Menos "outsider" que Bat For Lashes é uma das jovens que vai andar pelo Alive a 14 de Julho. Se Natascha Khan é uma espécie de Marítimo (só em abstracto, porque nos nossos corações é o Barcelona), Florence Welch é como o Braga - tem qualidade para lutar pelo título e já faltou mais para ser cabeça de cartaz. No Alive (por onde já andou há dois anos, quando tocou no mesmo dia de Alice in Chains, Devendra Banhart e The xx - a vida era assim antes da "troika"), sobe ao palco antes dos The Cure. Para começar, Florence Welch é uma mulher que tem uma voz que não cabe numa sala. Há ali muita força, por vezes até excessiva, e a rapaziada nem sempre aprecia tanta epopeia. Por outro lado, é impossível ficar indiferente: nem que seja para lhe chamar nomes, há algo maquinal naquela fusão que tem de ser visto - há "pop", há indie, há tiques barrocos e celtas, há "folk". Florence Welch vem com os seus The Machine, daí surgir no cartaz com o recurso à matemática - Florence + The Machine. Para antecipar a equação de 14 de Julho, talvez não seja despropositado espreitar "Shake it Out", "All This And Even Too" e "No Light, No Light", temas saídos do último disco. Quem sobreviver, sugere-se calçado afectuoso para o dia do concerto, porque isto dá para pôr os pezinhos a embalar.

Sujar a música
E agora há que pegar na agenda e marcar 8 de Junho, nem que seja para ficar desapontado. Chamam-se Beach House, vão andar pelo Primavera Sound e trazem um disco consensual (o quem nem sempre é lisonjeiro, mas isso é matéria para outra tertúlia): "Teen Dream", que continua digno de estima, apesar dos dois aninhos. Os Beach House são um duo formado pela francesa Victoria Legrand (quem gosta de vampiros "teen" pode espreitá-la na banda sonora da saga "Twilight", com os Grizzly Bear) e pelo norte-americano Alex Scally. A metade feminina é particularmente intrigante: há quem diga que há ali algo de Nico (sim, a pequena que juntou o nome aos Velvet Underground). Convém não aprofundar muito a autenticidade da comparação, porque Nico é matéria sensível e há malta que pode não apreciar a brincadeira. Mas quem estiver de coração aberto, pode começar por "Master of None", que paira no disco homónimo dos Beach House. Há quem lhe chame "dream pop", que é uma forma bem-parecida de dizer que há ali sintetizadores atmosféricos. Em disco, os Beach House talvez sejam excessivamente "clean" - a música, às vezes, tem de partir tudo e não faz mal se deixar nódoas. Ainda assim, é difícil largá-los, porque há muito magnetismo nos temas de Victoria Legrand e Alex Scally (ele anda por ali de guitarra na mão a dilatar muitas canções). E os Beach House precisam mesmo de respirar e suar ao vivo, para sujar o que conceberam em estúdio.
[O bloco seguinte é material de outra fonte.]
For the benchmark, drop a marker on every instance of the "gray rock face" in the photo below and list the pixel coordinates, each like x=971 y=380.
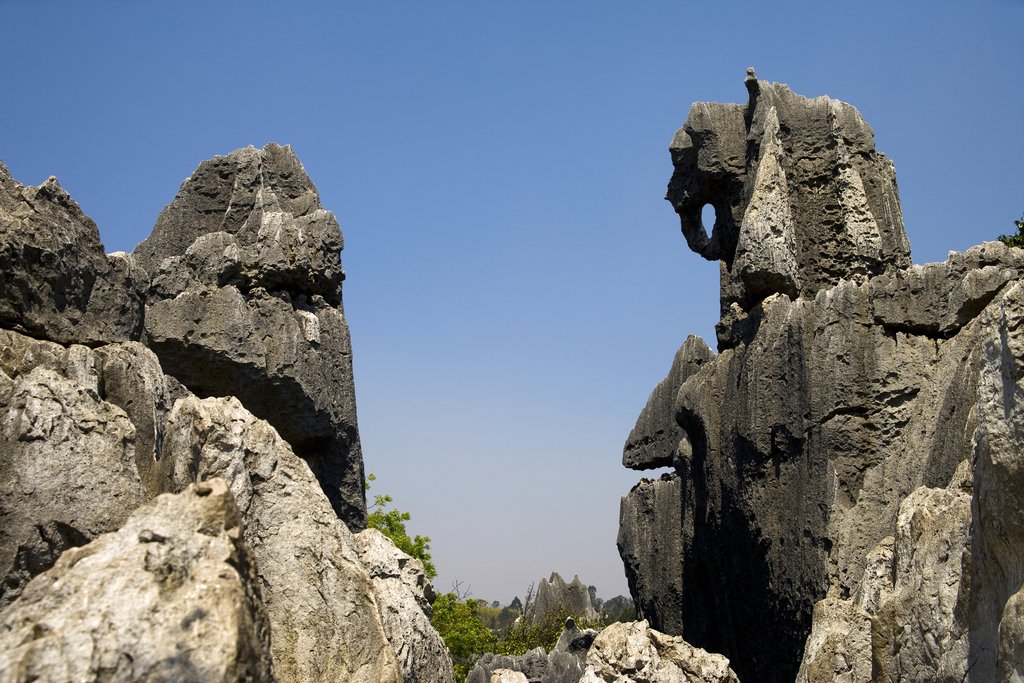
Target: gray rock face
x=246 y=301
x=399 y=583
x=67 y=472
x=55 y=281
x=638 y=653
x=996 y=619
x=801 y=197
x=554 y=592
x=170 y=597
x=908 y=619
x=320 y=600
x=832 y=401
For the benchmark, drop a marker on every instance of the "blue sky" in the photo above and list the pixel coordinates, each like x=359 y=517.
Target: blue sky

Quem não tem medo de se sujar é Borja Laudo, que também vai pelo nome de Bigott (aliás, vai mais por este que pelo outro). Natural de Saragoça, mostra que não há impossíveis: um espanhol pode mesmo fazer carreira a cantar inglês. É verdade que nem sempre se percebe tudo devidamente, mas não dói. Bigott, que vai andar pelo Primavera Sound a 7 de Junho, é um cantautor (vamos chamar-lhe assim, para facilitar) que sabe dar uma festa. Quando tem mesmo de ser, não repudia uns cantos mais tristes, mas não é homem para se intimidar com a vida airada. É espreitar "Sparkle Motion", "Kinky Merengue", "Honolulu", "She Is My Man" ou "I'm a Little Retarded" e ver como os ombros começam a mexer sem autorização e como nem tudo precisa de ser amargurado, mesmo quando é um cantautor a contar a história. Quando quer, Bigott é "folk" psicadélica e nós precisamos de malucos assim. Afinal, ele já disse tudo quando deu nome a um dos seus discos: "This is the Beginning of a Beautiful Friendship".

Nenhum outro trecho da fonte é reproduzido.